It approaches swiftly and quietly, as it does year after year. A day that the American right reviles as a representation of government intrusion, inefficiency and greed. Yes, tax day is within sight. For all the rhetoric and vitriol directed at taxes, Americans know very little about their tax system and where their money goes. Right-wing millionaires have gleefully embraced the revulsion to paying taxes expressed by the lower and middle classes. The Tea Party was founded on resistance to taxation and government spending. And, the logic is clear and simple: a man or woman should be entitled to the sweat of his or her own brow.
However, the realities of the America economy paint a much more convoluted picture. Real wages for the working-class have remained stagnant since 1972. People work longer hours for fewer benefits, and the notion of job security has vanished. While you have been suffering, those who control the most have done exceedingly well for themselves. Last year was excruciatingly difficult for many Americans. Teacher salaries were cut, small-businesses and manufacturers closed their doors, and people who were once firmly entrenched in the middle-class found themselves destitute. Meanwhile, corporate profits hit all-time highs, and through shady accounting, many of them paid no tax. The American worker has seen an astounding spike in productivity during the past 30 years, but the rewards of their labor have only benefited those already at the top. In Washington, the Republican Party preaches job-creation and the resurgence of the middle-class, but have enacted policies that rob funding from areas that create jobs in order to give the rich tax cuts. Punishing the rich for their success is equally destructive, but in a system where the top 400 tax earners make more money than the bottom half of the nation combined, a gross imbalance exists. People decry President Obama for implementing “socialism” in America, he is doing a poor job of it when millionaires and billionaires are thriving and working people are despondent.

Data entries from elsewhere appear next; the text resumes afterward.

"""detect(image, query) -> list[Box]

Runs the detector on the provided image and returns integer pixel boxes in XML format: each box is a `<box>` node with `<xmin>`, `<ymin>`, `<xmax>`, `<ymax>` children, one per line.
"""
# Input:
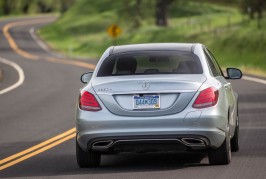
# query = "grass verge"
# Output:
<box><xmin>39</xmin><ymin>0</ymin><xmax>266</xmax><ymax>76</ymax></box>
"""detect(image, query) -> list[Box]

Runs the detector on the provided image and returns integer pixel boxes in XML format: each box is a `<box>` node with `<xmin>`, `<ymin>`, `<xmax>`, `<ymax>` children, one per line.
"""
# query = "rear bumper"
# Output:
<box><xmin>76</xmin><ymin>102</ymin><xmax>228</xmax><ymax>152</ymax></box>
<box><xmin>76</xmin><ymin>127</ymin><xmax>226</xmax><ymax>152</ymax></box>
<box><xmin>77</xmin><ymin>134</ymin><xmax>213</xmax><ymax>153</ymax></box>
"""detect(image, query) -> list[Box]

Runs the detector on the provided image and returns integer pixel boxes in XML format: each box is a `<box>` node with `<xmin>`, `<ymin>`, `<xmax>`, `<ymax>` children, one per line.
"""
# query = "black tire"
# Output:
<box><xmin>208</xmin><ymin>135</ymin><xmax>231</xmax><ymax>165</ymax></box>
<box><xmin>231</xmin><ymin>116</ymin><xmax>239</xmax><ymax>152</ymax></box>
<box><xmin>76</xmin><ymin>140</ymin><xmax>101</xmax><ymax>168</ymax></box>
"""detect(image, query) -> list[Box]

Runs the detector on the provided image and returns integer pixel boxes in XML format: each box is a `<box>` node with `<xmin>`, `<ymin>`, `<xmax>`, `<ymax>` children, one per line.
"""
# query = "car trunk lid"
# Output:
<box><xmin>92</xmin><ymin>75</ymin><xmax>206</xmax><ymax>117</ymax></box>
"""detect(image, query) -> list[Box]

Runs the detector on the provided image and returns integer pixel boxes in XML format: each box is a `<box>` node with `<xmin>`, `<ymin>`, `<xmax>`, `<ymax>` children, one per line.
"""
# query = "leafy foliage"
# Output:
<box><xmin>0</xmin><ymin>0</ymin><xmax>75</xmax><ymax>15</ymax></box>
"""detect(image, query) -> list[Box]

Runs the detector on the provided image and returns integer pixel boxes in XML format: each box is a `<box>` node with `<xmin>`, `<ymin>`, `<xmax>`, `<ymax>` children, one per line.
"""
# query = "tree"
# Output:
<box><xmin>120</xmin><ymin>0</ymin><xmax>145</xmax><ymax>29</ymax></box>
<box><xmin>2</xmin><ymin>0</ymin><xmax>12</xmax><ymax>15</ymax></box>
<box><xmin>155</xmin><ymin>0</ymin><xmax>174</xmax><ymax>26</ymax></box>
<box><xmin>37</xmin><ymin>0</ymin><xmax>53</xmax><ymax>13</ymax></box>
<box><xmin>133</xmin><ymin>0</ymin><xmax>142</xmax><ymax>28</ymax></box>
<box><xmin>241</xmin><ymin>0</ymin><xmax>264</xmax><ymax>28</ymax></box>
<box><xmin>60</xmin><ymin>0</ymin><xmax>75</xmax><ymax>14</ymax></box>
<box><xmin>21</xmin><ymin>0</ymin><xmax>32</xmax><ymax>14</ymax></box>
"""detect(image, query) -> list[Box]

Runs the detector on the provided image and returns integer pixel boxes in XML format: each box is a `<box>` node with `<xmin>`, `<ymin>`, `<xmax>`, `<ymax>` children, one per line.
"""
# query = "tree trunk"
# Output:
<box><xmin>257</xmin><ymin>0</ymin><xmax>263</xmax><ymax>19</ymax></box>
<box><xmin>155</xmin><ymin>0</ymin><xmax>173</xmax><ymax>26</ymax></box>
<box><xmin>37</xmin><ymin>0</ymin><xmax>52</xmax><ymax>13</ymax></box>
<box><xmin>155</xmin><ymin>0</ymin><xmax>167</xmax><ymax>26</ymax></box>
<box><xmin>60</xmin><ymin>0</ymin><xmax>75</xmax><ymax>14</ymax></box>
<box><xmin>3</xmin><ymin>0</ymin><xmax>11</xmax><ymax>15</ymax></box>
<box><xmin>248</xmin><ymin>7</ymin><xmax>254</xmax><ymax>19</ymax></box>
<box><xmin>257</xmin><ymin>7</ymin><xmax>262</xmax><ymax>29</ymax></box>
<box><xmin>133</xmin><ymin>0</ymin><xmax>142</xmax><ymax>28</ymax></box>
<box><xmin>22</xmin><ymin>0</ymin><xmax>32</xmax><ymax>14</ymax></box>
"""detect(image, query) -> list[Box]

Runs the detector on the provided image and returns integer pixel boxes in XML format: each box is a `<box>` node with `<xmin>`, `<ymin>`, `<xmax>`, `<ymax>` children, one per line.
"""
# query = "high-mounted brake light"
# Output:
<box><xmin>192</xmin><ymin>87</ymin><xmax>219</xmax><ymax>109</ymax></box>
<box><xmin>79</xmin><ymin>91</ymin><xmax>102</xmax><ymax>111</ymax></box>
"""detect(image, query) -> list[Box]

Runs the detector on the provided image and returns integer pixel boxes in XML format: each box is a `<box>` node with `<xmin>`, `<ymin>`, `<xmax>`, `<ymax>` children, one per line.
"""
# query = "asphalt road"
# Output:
<box><xmin>0</xmin><ymin>16</ymin><xmax>266</xmax><ymax>179</ymax></box>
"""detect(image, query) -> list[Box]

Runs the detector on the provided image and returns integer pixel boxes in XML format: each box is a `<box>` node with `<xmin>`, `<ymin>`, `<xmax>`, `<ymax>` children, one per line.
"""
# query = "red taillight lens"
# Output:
<box><xmin>192</xmin><ymin>87</ymin><xmax>219</xmax><ymax>109</ymax></box>
<box><xmin>79</xmin><ymin>91</ymin><xmax>102</xmax><ymax>111</ymax></box>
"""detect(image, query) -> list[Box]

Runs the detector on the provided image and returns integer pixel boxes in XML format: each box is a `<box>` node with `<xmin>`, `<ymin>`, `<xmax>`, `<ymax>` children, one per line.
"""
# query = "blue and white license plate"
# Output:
<box><xmin>133</xmin><ymin>95</ymin><xmax>160</xmax><ymax>109</ymax></box>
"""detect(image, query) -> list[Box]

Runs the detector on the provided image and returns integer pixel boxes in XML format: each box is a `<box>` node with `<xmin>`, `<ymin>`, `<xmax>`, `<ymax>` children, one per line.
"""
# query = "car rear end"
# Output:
<box><xmin>76</xmin><ymin>44</ymin><xmax>228</xmax><ymax>155</ymax></box>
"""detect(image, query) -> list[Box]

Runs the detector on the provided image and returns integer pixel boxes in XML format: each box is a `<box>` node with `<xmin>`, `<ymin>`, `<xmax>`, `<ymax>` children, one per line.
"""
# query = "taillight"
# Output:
<box><xmin>192</xmin><ymin>87</ymin><xmax>219</xmax><ymax>109</ymax></box>
<box><xmin>79</xmin><ymin>91</ymin><xmax>102</xmax><ymax>111</ymax></box>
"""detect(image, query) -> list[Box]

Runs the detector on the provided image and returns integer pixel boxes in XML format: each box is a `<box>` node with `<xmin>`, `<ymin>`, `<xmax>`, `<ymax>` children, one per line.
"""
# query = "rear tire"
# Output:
<box><xmin>76</xmin><ymin>139</ymin><xmax>101</xmax><ymax>168</ymax></box>
<box><xmin>231</xmin><ymin>116</ymin><xmax>239</xmax><ymax>152</ymax></box>
<box><xmin>208</xmin><ymin>135</ymin><xmax>231</xmax><ymax>165</ymax></box>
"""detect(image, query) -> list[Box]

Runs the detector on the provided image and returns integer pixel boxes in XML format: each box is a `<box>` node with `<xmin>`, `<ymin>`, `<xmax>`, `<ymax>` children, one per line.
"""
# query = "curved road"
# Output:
<box><xmin>0</xmin><ymin>16</ymin><xmax>266</xmax><ymax>178</ymax></box>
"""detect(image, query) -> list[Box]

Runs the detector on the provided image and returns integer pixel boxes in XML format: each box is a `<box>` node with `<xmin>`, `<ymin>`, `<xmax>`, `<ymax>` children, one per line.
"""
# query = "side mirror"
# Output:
<box><xmin>81</xmin><ymin>72</ymin><xmax>93</xmax><ymax>83</ymax></box>
<box><xmin>226</xmin><ymin>68</ymin><xmax>242</xmax><ymax>79</ymax></box>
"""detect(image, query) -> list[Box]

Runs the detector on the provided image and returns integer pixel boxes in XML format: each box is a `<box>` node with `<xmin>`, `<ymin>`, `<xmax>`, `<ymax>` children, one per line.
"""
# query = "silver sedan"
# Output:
<box><xmin>75</xmin><ymin>43</ymin><xmax>242</xmax><ymax>167</ymax></box>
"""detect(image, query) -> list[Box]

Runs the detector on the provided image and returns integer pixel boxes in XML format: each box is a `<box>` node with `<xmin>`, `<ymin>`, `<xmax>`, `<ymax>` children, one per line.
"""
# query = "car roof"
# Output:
<box><xmin>111</xmin><ymin>43</ymin><xmax>198</xmax><ymax>55</ymax></box>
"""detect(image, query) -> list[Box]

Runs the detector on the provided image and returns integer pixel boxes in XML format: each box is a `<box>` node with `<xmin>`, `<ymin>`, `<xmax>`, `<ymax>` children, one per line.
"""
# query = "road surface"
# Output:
<box><xmin>0</xmin><ymin>16</ymin><xmax>266</xmax><ymax>179</ymax></box>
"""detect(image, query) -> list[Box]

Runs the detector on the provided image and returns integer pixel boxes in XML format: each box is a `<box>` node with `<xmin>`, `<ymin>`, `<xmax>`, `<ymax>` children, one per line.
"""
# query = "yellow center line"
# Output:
<box><xmin>47</xmin><ymin>57</ymin><xmax>96</xmax><ymax>70</ymax></box>
<box><xmin>0</xmin><ymin>128</ymin><xmax>76</xmax><ymax>165</ymax></box>
<box><xmin>3</xmin><ymin>19</ymin><xmax>53</xmax><ymax>61</ymax></box>
<box><xmin>3</xmin><ymin>18</ymin><xmax>96</xmax><ymax>70</ymax></box>
<box><xmin>0</xmin><ymin>133</ymin><xmax>76</xmax><ymax>171</ymax></box>
<box><xmin>0</xmin><ymin>17</ymin><xmax>97</xmax><ymax>171</ymax></box>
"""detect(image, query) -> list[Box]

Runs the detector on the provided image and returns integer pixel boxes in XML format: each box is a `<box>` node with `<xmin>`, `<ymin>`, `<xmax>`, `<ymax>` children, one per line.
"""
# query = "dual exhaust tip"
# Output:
<box><xmin>180</xmin><ymin>138</ymin><xmax>206</xmax><ymax>146</ymax></box>
<box><xmin>92</xmin><ymin>140</ymin><xmax>114</xmax><ymax>149</ymax></box>
<box><xmin>91</xmin><ymin>138</ymin><xmax>207</xmax><ymax>149</ymax></box>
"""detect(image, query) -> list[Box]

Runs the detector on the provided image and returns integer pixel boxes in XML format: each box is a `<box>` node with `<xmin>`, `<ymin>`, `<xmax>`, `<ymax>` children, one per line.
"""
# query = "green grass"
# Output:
<box><xmin>39</xmin><ymin>0</ymin><xmax>266</xmax><ymax>76</ymax></box>
<box><xmin>192</xmin><ymin>18</ymin><xmax>266</xmax><ymax>76</ymax></box>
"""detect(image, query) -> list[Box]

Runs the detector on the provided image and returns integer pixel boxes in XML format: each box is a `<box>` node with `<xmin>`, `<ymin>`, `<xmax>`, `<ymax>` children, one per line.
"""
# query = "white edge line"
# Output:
<box><xmin>242</xmin><ymin>76</ymin><xmax>266</xmax><ymax>85</ymax></box>
<box><xmin>22</xmin><ymin>29</ymin><xmax>266</xmax><ymax>88</ymax></box>
<box><xmin>0</xmin><ymin>57</ymin><xmax>25</xmax><ymax>95</ymax></box>
<box><xmin>29</xmin><ymin>27</ymin><xmax>64</xmax><ymax>58</ymax></box>
<box><xmin>1</xmin><ymin>56</ymin><xmax>266</xmax><ymax>96</ymax></box>
<box><xmin>26</xmin><ymin>29</ymin><xmax>266</xmax><ymax>85</ymax></box>
<box><xmin>29</xmin><ymin>26</ymin><xmax>90</xmax><ymax>61</ymax></box>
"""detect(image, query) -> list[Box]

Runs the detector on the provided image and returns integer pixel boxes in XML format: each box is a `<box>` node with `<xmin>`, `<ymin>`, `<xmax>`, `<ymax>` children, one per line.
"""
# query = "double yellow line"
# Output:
<box><xmin>3</xmin><ymin>18</ymin><xmax>96</xmax><ymax>69</ymax></box>
<box><xmin>0</xmin><ymin>128</ymin><xmax>76</xmax><ymax>170</ymax></box>
<box><xmin>3</xmin><ymin>19</ymin><xmax>52</xmax><ymax>60</ymax></box>
<box><xmin>0</xmin><ymin>18</ymin><xmax>96</xmax><ymax>171</ymax></box>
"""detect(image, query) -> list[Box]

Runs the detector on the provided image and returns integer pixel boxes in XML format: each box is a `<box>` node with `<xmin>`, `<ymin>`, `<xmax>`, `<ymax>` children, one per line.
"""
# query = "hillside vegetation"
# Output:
<box><xmin>39</xmin><ymin>0</ymin><xmax>266</xmax><ymax>75</ymax></box>
<box><xmin>0</xmin><ymin>0</ymin><xmax>75</xmax><ymax>15</ymax></box>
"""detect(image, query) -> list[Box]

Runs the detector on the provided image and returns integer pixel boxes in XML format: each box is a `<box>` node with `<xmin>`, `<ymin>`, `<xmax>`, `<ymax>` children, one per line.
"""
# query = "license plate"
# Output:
<box><xmin>133</xmin><ymin>95</ymin><xmax>160</xmax><ymax>109</ymax></box>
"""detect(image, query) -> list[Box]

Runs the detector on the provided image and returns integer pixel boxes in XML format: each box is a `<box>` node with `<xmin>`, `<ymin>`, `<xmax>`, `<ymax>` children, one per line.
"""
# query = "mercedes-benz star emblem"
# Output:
<box><xmin>142</xmin><ymin>82</ymin><xmax>150</xmax><ymax>90</ymax></box>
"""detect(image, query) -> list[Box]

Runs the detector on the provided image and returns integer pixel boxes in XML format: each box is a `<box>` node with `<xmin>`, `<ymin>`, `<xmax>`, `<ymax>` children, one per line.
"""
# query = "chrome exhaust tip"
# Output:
<box><xmin>181</xmin><ymin>138</ymin><xmax>206</xmax><ymax>146</ymax></box>
<box><xmin>92</xmin><ymin>140</ymin><xmax>113</xmax><ymax>149</ymax></box>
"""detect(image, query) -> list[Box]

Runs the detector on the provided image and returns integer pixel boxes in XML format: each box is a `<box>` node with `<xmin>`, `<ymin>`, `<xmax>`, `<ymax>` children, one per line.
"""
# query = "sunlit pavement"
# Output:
<box><xmin>0</xmin><ymin>17</ymin><xmax>266</xmax><ymax>179</ymax></box>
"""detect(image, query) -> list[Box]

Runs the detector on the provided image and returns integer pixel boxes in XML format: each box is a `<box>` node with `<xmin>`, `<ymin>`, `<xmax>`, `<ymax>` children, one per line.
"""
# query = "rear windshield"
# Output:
<box><xmin>97</xmin><ymin>51</ymin><xmax>203</xmax><ymax>77</ymax></box>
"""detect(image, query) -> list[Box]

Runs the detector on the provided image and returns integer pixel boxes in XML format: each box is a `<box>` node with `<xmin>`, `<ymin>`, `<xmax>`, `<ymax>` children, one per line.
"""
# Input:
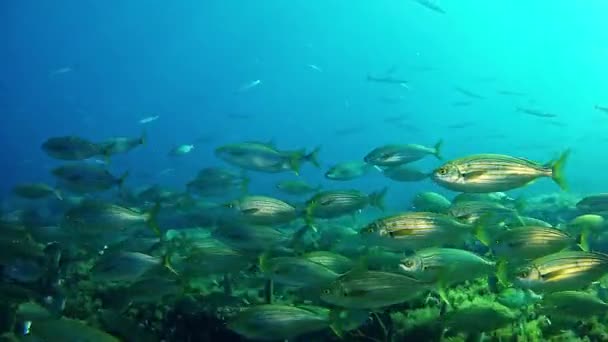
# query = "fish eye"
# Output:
<box><xmin>403</xmin><ymin>260</ymin><xmax>414</xmax><ymax>268</ymax></box>
<box><xmin>437</xmin><ymin>167</ymin><xmax>448</xmax><ymax>176</ymax></box>
<box><xmin>322</xmin><ymin>289</ymin><xmax>331</xmax><ymax>294</ymax></box>
<box><xmin>518</xmin><ymin>269</ymin><xmax>530</xmax><ymax>278</ymax></box>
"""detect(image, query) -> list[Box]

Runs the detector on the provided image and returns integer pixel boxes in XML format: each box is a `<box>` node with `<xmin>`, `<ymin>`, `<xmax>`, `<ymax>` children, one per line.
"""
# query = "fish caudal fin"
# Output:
<box><xmin>369</xmin><ymin>187</ymin><xmax>388</xmax><ymax>211</ymax></box>
<box><xmin>146</xmin><ymin>202</ymin><xmax>162</xmax><ymax>236</ymax></box>
<box><xmin>550</xmin><ymin>149</ymin><xmax>570</xmax><ymax>190</ymax></box>
<box><xmin>434</xmin><ymin>139</ymin><xmax>444</xmax><ymax>160</ymax></box>
<box><xmin>578</xmin><ymin>228</ymin><xmax>591</xmax><ymax>252</ymax></box>
<box><xmin>474</xmin><ymin>221</ymin><xmax>491</xmax><ymax>246</ymax></box>
<box><xmin>304</xmin><ymin>204</ymin><xmax>315</xmax><ymax>226</ymax></box>
<box><xmin>162</xmin><ymin>253</ymin><xmax>179</xmax><ymax>276</ymax></box>
<box><xmin>288</xmin><ymin>153</ymin><xmax>303</xmax><ymax>176</ymax></box>
<box><xmin>305</xmin><ymin>146</ymin><xmax>321</xmax><ymax>168</ymax></box>
<box><xmin>495</xmin><ymin>260</ymin><xmax>510</xmax><ymax>286</ymax></box>
<box><xmin>258</xmin><ymin>252</ymin><xmax>271</xmax><ymax>273</ymax></box>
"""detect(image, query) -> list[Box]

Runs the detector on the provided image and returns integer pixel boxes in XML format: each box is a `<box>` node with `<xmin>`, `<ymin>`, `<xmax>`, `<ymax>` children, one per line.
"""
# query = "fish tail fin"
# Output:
<box><xmin>550</xmin><ymin>149</ymin><xmax>570</xmax><ymax>190</ymax></box>
<box><xmin>509</xmin><ymin>201</ymin><xmax>527</xmax><ymax>227</ymax></box>
<box><xmin>329</xmin><ymin>309</ymin><xmax>368</xmax><ymax>338</ymax></box>
<box><xmin>305</xmin><ymin>146</ymin><xmax>321</xmax><ymax>168</ymax></box>
<box><xmin>116</xmin><ymin>171</ymin><xmax>129</xmax><ymax>190</ymax></box>
<box><xmin>578</xmin><ymin>227</ymin><xmax>591</xmax><ymax>252</ymax></box>
<box><xmin>352</xmin><ymin>254</ymin><xmax>369</xmax><ymax>273</ymax></box>
<box><xmin>474</xmin><ymin>220</ymin><xmax>491</xmax><ymax>246</ymax></box>
<box><xmin>437</xmin><ymin>283</ymin><xmax>451</xmax><ymax>307</ymax></box>
<box><xmin>434</xmin><ymin>139</ymin><xmax>444</xmax><ymax>159</ymax></box>
<box><xmin>146</xmin><ymin>202</ymin><xmax>162</xmax><ymax>236</ymax></box>
<box><xmin>496</xmin><ymin>260</ymin><xmax>510</xmax><ymax>286</ymax></box>
<box><xmin>162</xmin><ymin>253</ymin><xmax>179</xmax><ymax>276</ymax></box>
<box><xmin>103</xmin><ymin>149</ymin><xmax>112</xmax><ymax>164</ymax></box>
<box><xmin>289</xmin><ymin>224</ymin><xmax>317</xmax><ymax>251</ymax></box>
<box><xmin>304</xmin><ymin>205</ymin><xmax>315</xmax><ymax>227</ymax></box>
<box><xmin>329</xmin><ymin>323</ymin><xmax>344</xmax><ymax>339</ymax></box>
<box><xmin>513</xmin><ymin>196</ymin><xmax>527</xmax><ymax>214</ymax></box>
<box><xmin>369</xmin><ymin>187</ymin><xmax>388</xmax><ymax>211</ymax></box>
<box><xmin>258</xmin><ymin>252</ymin><xmax>270</xmax><ymax>273</ymax></box>
<box><xmin>288</xmin><ymin>153</ymin><xmax>303</xmax><ymax>176</ymax></box>
<box><xmin>53</xmin><ymin>189</ymin><xmax>63</xmax><ymax>201</ymax></box>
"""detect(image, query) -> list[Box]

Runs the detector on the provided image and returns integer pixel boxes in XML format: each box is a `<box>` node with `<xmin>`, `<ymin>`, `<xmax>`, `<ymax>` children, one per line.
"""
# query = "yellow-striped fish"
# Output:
<box><xmin>306</xmin><ymin>188</ymin><xmax>386</xmax><ymax>222</ymax></box>
<box><xmin>481</xmin><ymin>226</ymin><xmax>578</xmax><ymax>261</ymax></box>
<box><xmin>447</xmin><ymin>201</ymin><xmax>519</xmax><ymax>225</ymax></box>
<box><xmin>228</xmin><ymin>304</ymin><xmax>332</xmax><ymax>340</ymax></box>
<box><xmin>320</xmin><ymin>270</ymin><xmax>430</xmax><ymax>309</ymax></box>
<box><xmin>432</xmin><ymin>151</ymin><xmax>569</xmax><ymax>193</ymax></box>
<box><xmin>512</xmin><ymin>251</ymin><xmax>608</xmax><ymax>293</ymax></box>
<box><xmin>577</xmin><ymin>194</ymin><xmax>608</xmax><ymax>214</ymax></box>
<box><xmin>360</xmin><ymin>212</ymin><xmax>475</xmax><ymax>250</ymax></box>
<box><xmin>225</xmin><ymin>195</ymin><xmax>298</xmax><ymax>225</ymax></box>
<box><xmin>539</xmin><ymin>291</ymin><xmax>608</xmax><ymax>318</ymax></box>
<box><xmin>399</xmin><ymin>248</ymin><xmax>495</xmax><ymax>304</ymax></box>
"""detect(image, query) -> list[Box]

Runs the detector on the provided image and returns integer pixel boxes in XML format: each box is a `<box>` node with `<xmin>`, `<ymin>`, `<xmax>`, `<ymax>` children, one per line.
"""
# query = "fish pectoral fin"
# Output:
<box><xmin>347</xmin><ymin>289</ymin><xmax>370</xmax><ymax>297</ymax></box>
<box><xmin>541</xmin><ymin>268</ymin><xmax>570</xmax><ymax>281</ymax></box>
<box><xmin>320</xmin><ymin>199</ymin><xmax>336</xmax><ymax>206</ymax></box>
<box><xmin>389</xmin><ymin>229</ymin><xmax>413</xmax><ymax>237</ymax></box>
<box><xmin>241</xmin><ymin>208</ymin><xmax>260</xmax><ymax>214</ymax></box>
<box><xmin>461</xmin><ymin>171</ymin><xmax>486</xmax><ymax>180</ymax></box>
<box><xmin>436</xmin><ymin>282</ymin><xmax>451</xmax><ymax>307</ymax></box>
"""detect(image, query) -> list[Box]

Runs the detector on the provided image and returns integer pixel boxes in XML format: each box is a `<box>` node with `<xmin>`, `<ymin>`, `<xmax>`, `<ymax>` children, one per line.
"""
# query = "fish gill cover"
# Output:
<box><xmin>0</xmin><ymin>1</ymin><xmax>608</xmax><ymax>341</ymax></box>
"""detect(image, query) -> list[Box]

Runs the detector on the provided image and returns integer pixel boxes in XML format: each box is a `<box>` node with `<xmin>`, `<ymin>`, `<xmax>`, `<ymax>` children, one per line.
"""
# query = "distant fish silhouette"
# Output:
<box><xmin>594</xmin><ymin>105</ymin><xmax>608</xmax><ymax>114</ymax></box>
<box><xmin>413</xmin><ymin>0</ymin><xmax>446</xmax><ymax>14</ymax></box>
<box><xmin>139</xmin><ymin>115</ymin><xmax>160</xmax><ymax>124</ymax></box>
<box><xmin>307</xmin><ymin>64</ymin><xmax>323</xmax><ymax>72</ymax></box>
<box><xmin>447</xmin><ymin>121</ymin><xmax>476</xmax><ymax>129</ymax></box>
<box><xmin>383</xmin><ymin>115</ymin><xmax>408</xmax><ymax>125</ymax></box>
<box><xmin>236</xmin><ymin>79</ymin><xmax>262</xmax><ymax>93</ymax></box>
<box><xmin>516</xmin><ymin>107</ymin><xmax>557</xmax><ymax>118</ymax></box>
<box><xmin>49</xmin><ymin>66</ymin><xmax>74</xmax><ymax>77</ymax></box>
<box><xmin>454</xmin><ymin>87</ymin><xmax>485</xmax><ymax>99</ymax></box>
<box><xmin>367</xmin><ymin>74</ymin><xmax>409</xmax><ymax>87</ymax></box>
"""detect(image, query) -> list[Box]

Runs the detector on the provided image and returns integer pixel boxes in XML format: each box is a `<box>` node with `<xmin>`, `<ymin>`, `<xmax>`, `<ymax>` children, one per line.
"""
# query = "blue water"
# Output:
<box><xmin>2</xmin><ymin>1</ymin><xmax>607</xmax><ymax>205</ymax></box>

As the nation is being told to make sacrifices and difficult cuts, millionaires should do their part and help drag America out from debt and uncertainty. This should extend to the political realm, where the paltry 60 billion in cuts comes from programs that already run on tight budgets. Rather than target NPR’s 5 million dollar budget, trim fat from the Pentagon’s spending of nearly a trillion dollars. Instead of denying reproductive services to women through Planned Parenthood, reducing the number of abortions in this country, focus on reforming Medicare to make it more efficient. But most importantly, when you are looking at your taxes, cursing the government, realize that many of the ultra-rich pay a smaller percentage, and a smaller dollar amount than you are sending. And then ponder that the Republican leadership touts the extension of Bush-Era tax-cuts for millionaires as one of their greatest victories, allowing people who let their money do their work enrich themselves at the expense of those trying to make a living.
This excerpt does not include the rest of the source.